Durant deux jours, vous avez discuté avec les femmes Burkinabè. Qu’avez-vous appris de leurs problèmes spécifiques et leurs combats ?

Nous avons été très heureux et très honorés d’avoir pu tenir cet atelier d’information sur l’autonomisation économique des femmes ici à Ouagadougou.
Durant cet atelier, nous avons pris part à des conversations enrichissantes et des échanges très fructueux. Il reste toujours à faire dans la mise en œuvre et la pratique des textes. En effet, il ne suffit pas juste d’adopter les lois ; il faut également les appliquer. On voit que plusieurs pays y compris le Burkina, ont des lois en faveur de l’autonomisation des femmes, mais la différence réside dans leur application. C’est le cas dans plusieurs pays à travers le monde.

Rencontrez-vous des hommes impliqués dans les combats contre les inégalités sexuelles ?
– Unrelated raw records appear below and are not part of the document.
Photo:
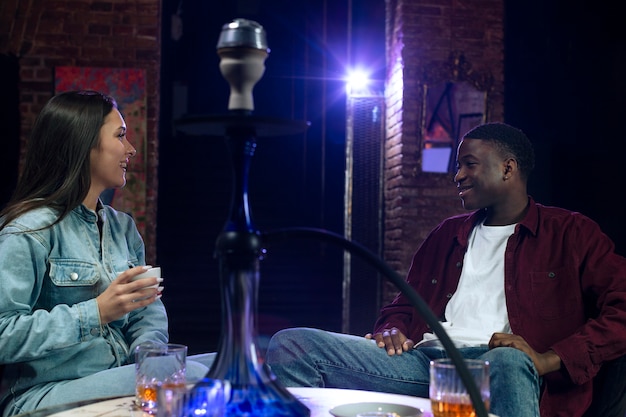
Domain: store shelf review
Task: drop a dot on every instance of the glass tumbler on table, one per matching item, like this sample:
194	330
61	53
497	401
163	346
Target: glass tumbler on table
448	395
158	365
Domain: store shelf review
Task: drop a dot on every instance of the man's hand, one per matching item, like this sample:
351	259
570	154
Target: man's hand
124	295
544	362
393	340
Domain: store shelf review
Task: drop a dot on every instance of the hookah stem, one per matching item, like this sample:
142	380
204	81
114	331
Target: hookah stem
404	287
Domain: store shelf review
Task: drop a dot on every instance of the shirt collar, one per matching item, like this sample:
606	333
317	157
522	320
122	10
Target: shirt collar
529	222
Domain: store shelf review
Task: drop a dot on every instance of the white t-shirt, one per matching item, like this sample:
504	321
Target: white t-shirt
478	307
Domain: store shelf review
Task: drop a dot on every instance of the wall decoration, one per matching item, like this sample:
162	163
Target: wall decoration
128	87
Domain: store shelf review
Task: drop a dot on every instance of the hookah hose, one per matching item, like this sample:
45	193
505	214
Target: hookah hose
403	286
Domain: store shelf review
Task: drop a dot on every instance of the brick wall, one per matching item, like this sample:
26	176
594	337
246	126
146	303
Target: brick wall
421	36
112	33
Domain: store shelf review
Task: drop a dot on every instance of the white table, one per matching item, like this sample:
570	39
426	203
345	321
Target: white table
318	400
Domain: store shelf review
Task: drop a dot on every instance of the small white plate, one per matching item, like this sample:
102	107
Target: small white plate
351	410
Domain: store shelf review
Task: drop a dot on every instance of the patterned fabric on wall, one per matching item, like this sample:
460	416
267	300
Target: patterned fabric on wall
128	87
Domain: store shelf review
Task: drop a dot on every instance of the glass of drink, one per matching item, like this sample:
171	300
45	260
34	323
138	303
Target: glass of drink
448	395
158	365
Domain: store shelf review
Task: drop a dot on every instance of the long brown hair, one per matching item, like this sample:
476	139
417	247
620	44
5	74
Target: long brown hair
56	171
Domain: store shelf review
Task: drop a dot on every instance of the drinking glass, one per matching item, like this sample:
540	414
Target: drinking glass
448	395
158	365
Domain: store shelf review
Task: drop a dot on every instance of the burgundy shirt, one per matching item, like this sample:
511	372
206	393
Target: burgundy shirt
565	290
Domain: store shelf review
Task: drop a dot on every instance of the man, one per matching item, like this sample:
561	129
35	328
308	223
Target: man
538	291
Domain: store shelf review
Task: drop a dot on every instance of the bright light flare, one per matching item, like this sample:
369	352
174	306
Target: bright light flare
357	81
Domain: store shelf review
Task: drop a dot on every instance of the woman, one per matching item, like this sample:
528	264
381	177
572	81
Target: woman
70	314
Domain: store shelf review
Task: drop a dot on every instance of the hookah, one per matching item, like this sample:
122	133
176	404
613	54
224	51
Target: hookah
254	391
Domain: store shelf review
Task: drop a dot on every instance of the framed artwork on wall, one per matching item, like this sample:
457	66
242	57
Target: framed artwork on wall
128	87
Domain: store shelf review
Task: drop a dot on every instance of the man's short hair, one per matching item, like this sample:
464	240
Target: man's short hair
511	141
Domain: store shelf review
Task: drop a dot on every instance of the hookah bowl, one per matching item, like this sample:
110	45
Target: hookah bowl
242	48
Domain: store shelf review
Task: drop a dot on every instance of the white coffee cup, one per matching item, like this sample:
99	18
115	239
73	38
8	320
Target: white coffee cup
154	272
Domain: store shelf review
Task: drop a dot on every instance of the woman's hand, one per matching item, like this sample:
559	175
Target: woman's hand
544	362
124	295
393	340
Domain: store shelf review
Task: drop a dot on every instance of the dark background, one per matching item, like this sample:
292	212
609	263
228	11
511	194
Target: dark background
564	86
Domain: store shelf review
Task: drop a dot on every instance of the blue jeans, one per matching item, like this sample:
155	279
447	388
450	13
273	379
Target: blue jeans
112	382
303	357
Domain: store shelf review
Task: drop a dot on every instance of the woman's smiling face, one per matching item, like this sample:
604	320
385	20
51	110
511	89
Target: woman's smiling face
109	159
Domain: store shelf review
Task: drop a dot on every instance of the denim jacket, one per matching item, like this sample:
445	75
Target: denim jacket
50	326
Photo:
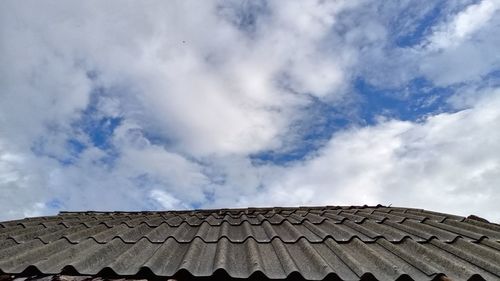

Oui bien sûr ! J’ai rencontré beaucoup d’hommes qui ont rendu compte que l’inégalité a un coût élevé. Les hommes sont les partenaires indisponibles dans cette problématique. Ces hommes comprennent que l’effet des restrictions sur la capacité des femmes à travailler ont d’importantes conséquences préjudiciables, non seulement pour les femmes elles-mêmes, mais aussi pour leurs enfants, leur communauté et l’économie de leur pays.